This will limit the tail of the power-law function and thus mainly affect what happens for large time, i.e., it changes properties for low frequencies as will be evident. Other smoothly falling tempering functions could also be considered, for instance the 3-parameter Mittag-Leffler function as in [24], and which includes the exponential as a special case. Due to the shift property of the Fourier transform, an exponential is more tractable and is therefore used here, see Eqs. 22, 23.

Taking the Fourier transform gives the corresponding complex modulus:

$G\left(\omega \right)=\frac{E_e}{\mathrm{i}\omega }+\frac{\eta {\tau }^{1-\alpha }}{{\left(1+\mathrm{i}\omega \tau \right)}^{1-\alpha }},(18)$

where the second term happens to be equivalent to the complex modulus of a Cole-Davidson dielectric model of order (1 − α) [25] as pointed out in [[3], Section 8.2]. Equation 18 will be the basis for the derivation of dispersion relations and wave equations.
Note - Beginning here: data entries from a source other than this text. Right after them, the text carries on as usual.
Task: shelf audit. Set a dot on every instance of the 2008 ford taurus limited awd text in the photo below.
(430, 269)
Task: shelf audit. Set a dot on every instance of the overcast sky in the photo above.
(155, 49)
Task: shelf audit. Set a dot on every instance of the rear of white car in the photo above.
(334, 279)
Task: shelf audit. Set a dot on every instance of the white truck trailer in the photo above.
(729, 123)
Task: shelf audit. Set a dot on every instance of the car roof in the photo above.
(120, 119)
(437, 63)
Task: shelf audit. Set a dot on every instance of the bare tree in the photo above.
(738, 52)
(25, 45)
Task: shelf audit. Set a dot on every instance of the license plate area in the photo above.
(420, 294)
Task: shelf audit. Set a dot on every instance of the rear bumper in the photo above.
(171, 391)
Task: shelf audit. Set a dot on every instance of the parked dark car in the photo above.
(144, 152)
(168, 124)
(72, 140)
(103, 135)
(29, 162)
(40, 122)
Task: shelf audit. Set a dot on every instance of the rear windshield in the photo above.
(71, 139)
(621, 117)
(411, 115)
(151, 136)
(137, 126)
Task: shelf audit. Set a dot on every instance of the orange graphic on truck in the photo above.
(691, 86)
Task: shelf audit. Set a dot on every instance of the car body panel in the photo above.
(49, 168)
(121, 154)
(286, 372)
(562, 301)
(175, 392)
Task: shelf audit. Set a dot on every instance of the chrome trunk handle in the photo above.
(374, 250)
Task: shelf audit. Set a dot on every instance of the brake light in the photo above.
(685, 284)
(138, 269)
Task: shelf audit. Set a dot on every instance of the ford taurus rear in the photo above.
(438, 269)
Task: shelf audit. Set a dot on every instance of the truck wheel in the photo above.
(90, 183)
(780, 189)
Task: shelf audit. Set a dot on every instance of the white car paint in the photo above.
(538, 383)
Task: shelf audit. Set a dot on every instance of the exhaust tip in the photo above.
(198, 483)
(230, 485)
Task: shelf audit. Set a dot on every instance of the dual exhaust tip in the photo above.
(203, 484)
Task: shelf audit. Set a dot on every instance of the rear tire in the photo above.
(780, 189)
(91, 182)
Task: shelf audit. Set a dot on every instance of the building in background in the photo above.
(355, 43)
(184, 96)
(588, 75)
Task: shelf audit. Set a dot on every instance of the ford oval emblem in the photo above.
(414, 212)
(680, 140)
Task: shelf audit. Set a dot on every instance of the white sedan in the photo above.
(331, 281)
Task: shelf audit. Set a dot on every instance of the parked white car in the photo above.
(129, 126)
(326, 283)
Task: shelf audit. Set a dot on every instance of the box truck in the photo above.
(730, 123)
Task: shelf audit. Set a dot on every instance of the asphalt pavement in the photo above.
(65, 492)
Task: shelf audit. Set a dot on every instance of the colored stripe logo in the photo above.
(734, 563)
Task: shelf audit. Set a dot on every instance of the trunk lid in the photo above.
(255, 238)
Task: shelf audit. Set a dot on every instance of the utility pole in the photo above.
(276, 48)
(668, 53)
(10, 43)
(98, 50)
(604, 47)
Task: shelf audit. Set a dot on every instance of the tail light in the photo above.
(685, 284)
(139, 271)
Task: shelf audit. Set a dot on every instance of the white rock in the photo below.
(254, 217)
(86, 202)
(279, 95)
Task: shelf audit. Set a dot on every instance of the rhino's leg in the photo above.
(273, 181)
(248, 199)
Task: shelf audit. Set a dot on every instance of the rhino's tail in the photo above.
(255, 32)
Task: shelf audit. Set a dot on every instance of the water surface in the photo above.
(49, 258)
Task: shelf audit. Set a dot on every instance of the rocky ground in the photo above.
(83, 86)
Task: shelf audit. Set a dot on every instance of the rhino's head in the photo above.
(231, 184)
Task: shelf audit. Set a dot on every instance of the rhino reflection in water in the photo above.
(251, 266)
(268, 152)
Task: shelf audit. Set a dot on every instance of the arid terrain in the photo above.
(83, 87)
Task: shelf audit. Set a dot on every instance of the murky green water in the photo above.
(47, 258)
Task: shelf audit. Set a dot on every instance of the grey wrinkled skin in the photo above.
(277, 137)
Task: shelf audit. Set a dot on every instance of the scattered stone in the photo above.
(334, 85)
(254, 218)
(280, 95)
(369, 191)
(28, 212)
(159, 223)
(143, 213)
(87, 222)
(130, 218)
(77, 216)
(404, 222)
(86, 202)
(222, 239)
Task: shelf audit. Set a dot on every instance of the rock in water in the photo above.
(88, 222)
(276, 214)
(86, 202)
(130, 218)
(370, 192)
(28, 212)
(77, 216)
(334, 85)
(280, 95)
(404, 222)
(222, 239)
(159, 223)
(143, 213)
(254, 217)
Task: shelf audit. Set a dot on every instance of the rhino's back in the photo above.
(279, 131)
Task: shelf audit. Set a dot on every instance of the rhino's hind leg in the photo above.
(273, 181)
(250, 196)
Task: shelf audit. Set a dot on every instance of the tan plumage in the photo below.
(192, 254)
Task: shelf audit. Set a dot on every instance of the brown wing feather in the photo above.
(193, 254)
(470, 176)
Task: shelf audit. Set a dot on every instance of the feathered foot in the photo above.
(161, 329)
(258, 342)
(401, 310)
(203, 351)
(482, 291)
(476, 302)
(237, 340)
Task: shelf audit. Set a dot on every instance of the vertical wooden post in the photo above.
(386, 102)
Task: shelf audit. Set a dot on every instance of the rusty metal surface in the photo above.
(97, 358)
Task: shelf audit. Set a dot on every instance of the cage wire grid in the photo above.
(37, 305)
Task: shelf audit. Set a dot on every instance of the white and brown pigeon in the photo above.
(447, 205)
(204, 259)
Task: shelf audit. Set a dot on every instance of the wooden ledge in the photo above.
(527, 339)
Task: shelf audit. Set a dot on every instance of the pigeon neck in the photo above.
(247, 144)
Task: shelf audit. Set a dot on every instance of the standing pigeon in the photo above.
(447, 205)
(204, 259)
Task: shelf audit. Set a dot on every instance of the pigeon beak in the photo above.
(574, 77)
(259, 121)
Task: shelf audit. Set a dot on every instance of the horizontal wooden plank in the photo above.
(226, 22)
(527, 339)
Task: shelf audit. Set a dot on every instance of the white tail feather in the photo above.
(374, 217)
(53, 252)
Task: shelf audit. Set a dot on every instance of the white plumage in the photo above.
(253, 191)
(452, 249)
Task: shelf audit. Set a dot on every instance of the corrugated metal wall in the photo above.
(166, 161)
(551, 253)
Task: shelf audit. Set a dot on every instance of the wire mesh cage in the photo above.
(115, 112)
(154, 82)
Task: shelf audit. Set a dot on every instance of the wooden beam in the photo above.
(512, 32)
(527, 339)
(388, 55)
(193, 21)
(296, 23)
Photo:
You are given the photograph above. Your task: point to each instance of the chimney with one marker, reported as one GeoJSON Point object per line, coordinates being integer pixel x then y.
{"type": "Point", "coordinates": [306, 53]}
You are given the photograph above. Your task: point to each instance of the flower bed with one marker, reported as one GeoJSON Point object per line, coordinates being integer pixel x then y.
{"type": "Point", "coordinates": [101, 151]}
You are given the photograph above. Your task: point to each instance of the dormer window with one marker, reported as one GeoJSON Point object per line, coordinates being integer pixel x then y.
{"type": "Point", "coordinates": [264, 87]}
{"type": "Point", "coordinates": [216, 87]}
3.1 Tempered fractional Kelvin-Voigt model

We consider the tempered fractional Kelvin-Voigt medium and by using its Fourier transform from Eq. 18 and substituting it in Eq. 8, we obtain the dispersion relation as

$\frac{{\rho }_0{\omega }^2}{E_e}=k^2+\frac{\eta }{E_e}{\tau }^{1-\alpha }\frac{\mathrm{i}\omega }{{\left(1+\mathrm{i}\omega \tau \right)}^{1-\alpha }}{k}^2.(19)$

With $c_0^2=E_e/{\rho }_0$, the wave number can be solved for to give:

$k=\frac{\omega }{c_0}{\left[1+\frac{\eta }{E_e}{\tau }^{1-\alpha }\mathrm{i}\omega {\left(1+\mathrm{i}\omega \tau \right)}^{\alpha -1}\right]}^{-1/2}.(20)$

The asymptotic values for attenuation and phase velocity can be found using the methods of [16, 17], and Holm [3, Chap. 5]. For the different frequency regimes, the wave number can be approximated as:

$k\approx \left\{\begin{array}{cc}\frac{\omega }{c_0}{\left[\frac{\eta }{E_e}{\tau }^{1-\alpha }\mathrm{i}\omega {\left(\mathrm{i}\omega \tau \right)}^{\alpha -1}\right]}^{-1/2}=\frac{\omega }{c_0}{\left(\frac{\eta }{E_e}\right)}^{-1/2}{\left(\mathrm{i}\omega \right)}^{-\alpha /2},\hfill & \omega \tau \gg 1,\omega \eta /E_e\gg 1\hfill \\ \frac{\omega }{c_0}{\left[1+\frac{\eta }{E_e}{\tau }^{1-\alpha }\mathrm{i}\omega {\left(\mathrm{i}\omega \tau \right)}^{\alpha -1}\right]}^{-1/2}\approx \frac{\omega }{c_0}\left[1-\frac{\eta }{2E_e}{\left(\mathrm{i}\omega \right)}^{\alpha }\right],\hfill & \omega \tau \gg 1,\omega \eta /E_e\ll 1\hfill \\ \frac{\omega }{c_0}{\left[1+\frac{\eta }{E_e}{\tau }^{1-\alpha }\mathrm{i}\omega \right]}^{-1/2}\approx \frac{\omega }{c_0}\left[1-\frac{1}{2}\frac{\eta }{E_e}{\tau }^{1-\alpha }\mathrm{i}\omega \right],\hfill & \omega \tau \ll 1,\omega \eta /E_e\ll 1.\hfill \end{array}\right.(21)$

The asymptote of the negative imaginary part of the wavenumber, i.e., the attenuation of Eq. 12, follows the asymptotes of the fractional Kelvin-Voigt model for high frequencies and for the medium range (upper and middle lines in Eq. 21 respectively),

In order for the tempering to affect the lowest frequencies, the tempering time constant has to be larger than that of the spring-damper system, i.e., τ ≫ η/E. This is assumed in the approximations of Eq. 21. From the expression in the lower line of Eq. 21, it can be seen that the imaginary part of k, i.e., the attenuation, will be proportional to ω². This latter result is exactly the low frequency response of the band-limited relaxation integral of Eq. 5 with Ω_L = 1/τ, so our goal has been achieved. Likewise, from the real part of the same equation, it can be seen that for low frequencies, the phase velocity remains constant. The results are summarized in Table 2.

TABLE 2

TABLE 2. Relaxation responses for t ≥ 0, and asymptotes of attenuation and of phase velocity for tempered fractional linear viscoelasticity models. Attenuation and phase velocity asymptotes are shown with the low-frequency asymptote at the bottom and the high-frequency asymptote on the top.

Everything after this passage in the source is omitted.